Gurudev Observatory

Spectroscope Making Workshops

What is a spectroscope

A spectroscope is a scientific instrument that splits light into its different wavelengths, so Humans see visible light as different colors. Violet has the shortest wavelengh that people can see, while red has the longest. This instrument can also identify wavelengths that humans cannot see, such as infrared and ultraviolet radiation. Light usually contains a mixture of different wavelengths; by studying these, scientists can find out useful information, such as the chemical elements present at the source of the light, what temperatures produced the light, how fast the light is moving towards or away from us, and what magnetic fields might be associated with the light. Spectroscopes are widely used in astronomy, chemistry, and other areas.

Spectroscopy in astronomy

Astronomers use spectroscopes to find out what elements are present in stars, in the atmospheres of planets, and in interstellar space. Stars have been found to differ in composition and can be classified according to their spectra. Spectroscopes have allowed researchers to find out what elements are present in the atmospheres of the other planets in the solar system. Astronomers may be able to analyse the atmospheres of exoplanets orbiting other stars; if oxygen, water or methane was discovered, this would be a strong indication of life.
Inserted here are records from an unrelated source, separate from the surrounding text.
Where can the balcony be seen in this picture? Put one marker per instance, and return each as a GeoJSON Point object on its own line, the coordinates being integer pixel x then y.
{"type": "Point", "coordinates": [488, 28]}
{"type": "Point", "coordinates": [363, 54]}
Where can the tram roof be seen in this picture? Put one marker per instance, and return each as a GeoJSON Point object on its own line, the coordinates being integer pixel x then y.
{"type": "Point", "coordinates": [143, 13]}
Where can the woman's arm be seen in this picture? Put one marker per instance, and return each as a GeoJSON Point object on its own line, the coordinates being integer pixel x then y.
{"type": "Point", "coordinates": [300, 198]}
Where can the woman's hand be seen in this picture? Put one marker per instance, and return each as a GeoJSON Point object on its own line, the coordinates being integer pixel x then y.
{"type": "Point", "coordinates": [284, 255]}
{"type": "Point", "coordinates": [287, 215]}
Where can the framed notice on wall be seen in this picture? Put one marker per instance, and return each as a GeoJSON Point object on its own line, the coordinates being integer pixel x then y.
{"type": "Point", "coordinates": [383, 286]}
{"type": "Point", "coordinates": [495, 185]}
Astronomers can tell what temperature the star is by analyzing is spectrum. That is, certain colors are only produced by certain temperatures. Astronomers can tell whether and how fast a star is moving towards or away from us by looking at how the light changes its frequency or wavelength -- just as you can tell a police or ambulance siren is coming towards you or away from you by how the pitch changes. Astronomers also use spectrographs to look very closely at the colors in the light and can tell whether the light is coming from an area of magnetism or not, and how strong that area might be.

The powerpoint presentation "Fingerprints in Sunlight - Understanding Spectroscopy" gives an overview of spectroscopy (click on the image to view):


First time in India

Indian students were eager to have spectroscopes but there was no local source. The Director of Stanford Solar Centre, Dr. Deborah Scherrer helped to solve the issue and motivate students. They have donated 250 Spectroscope making kits to Gurudev observatory with grating , a must essential part of spectroscope. This was the first ever arrival of the NASA Spectroscope in India.
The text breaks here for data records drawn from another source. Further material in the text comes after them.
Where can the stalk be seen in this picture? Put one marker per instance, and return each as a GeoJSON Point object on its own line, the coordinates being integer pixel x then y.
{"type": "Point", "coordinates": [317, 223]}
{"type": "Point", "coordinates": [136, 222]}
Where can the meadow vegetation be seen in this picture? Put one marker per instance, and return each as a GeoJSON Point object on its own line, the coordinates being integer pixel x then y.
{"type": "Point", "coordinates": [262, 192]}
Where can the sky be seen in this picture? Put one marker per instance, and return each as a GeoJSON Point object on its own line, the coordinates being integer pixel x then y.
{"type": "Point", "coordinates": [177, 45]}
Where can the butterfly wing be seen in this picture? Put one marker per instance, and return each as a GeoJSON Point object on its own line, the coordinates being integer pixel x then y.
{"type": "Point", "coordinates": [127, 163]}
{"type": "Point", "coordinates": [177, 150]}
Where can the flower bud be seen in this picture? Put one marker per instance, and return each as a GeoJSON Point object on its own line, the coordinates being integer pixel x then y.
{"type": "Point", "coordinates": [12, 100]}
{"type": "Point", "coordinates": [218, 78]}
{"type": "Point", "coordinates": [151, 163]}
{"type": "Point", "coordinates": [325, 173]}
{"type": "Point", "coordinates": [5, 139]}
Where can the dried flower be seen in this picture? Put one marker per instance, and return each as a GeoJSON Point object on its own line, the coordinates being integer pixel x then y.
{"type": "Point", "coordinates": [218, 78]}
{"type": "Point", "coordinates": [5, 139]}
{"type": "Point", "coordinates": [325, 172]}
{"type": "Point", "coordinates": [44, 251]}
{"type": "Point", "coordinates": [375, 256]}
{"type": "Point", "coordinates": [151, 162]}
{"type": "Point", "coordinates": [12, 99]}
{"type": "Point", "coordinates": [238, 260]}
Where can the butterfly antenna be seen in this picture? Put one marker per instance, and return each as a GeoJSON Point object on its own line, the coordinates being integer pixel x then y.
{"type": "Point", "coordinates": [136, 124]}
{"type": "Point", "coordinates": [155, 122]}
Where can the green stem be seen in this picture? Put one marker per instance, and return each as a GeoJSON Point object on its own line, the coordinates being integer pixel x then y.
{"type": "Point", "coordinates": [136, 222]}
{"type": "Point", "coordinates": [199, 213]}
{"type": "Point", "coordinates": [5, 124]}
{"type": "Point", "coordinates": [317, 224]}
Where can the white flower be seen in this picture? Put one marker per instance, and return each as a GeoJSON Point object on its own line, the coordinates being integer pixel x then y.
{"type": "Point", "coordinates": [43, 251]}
With the help of these kits and other related material we have oganised several spectroscope making workshops througout India. We organised workshops for girls, slum areas, students from Municipal schools and others at Vadodara (Western India), Haridwar and Mathura (Northern India ) and Chhatisgadh (Central India) where students have made the spectroscope by themselves under our guidance, could see the spectrum of various natural and manmade objects and finally they were given the spectroscope they made themselves. Although the quantities donated to us were very small they were most useful to our students.


The workshops and spectroscopes helped us to teach spectroscopy, spectrum and wavelengths to students very easily.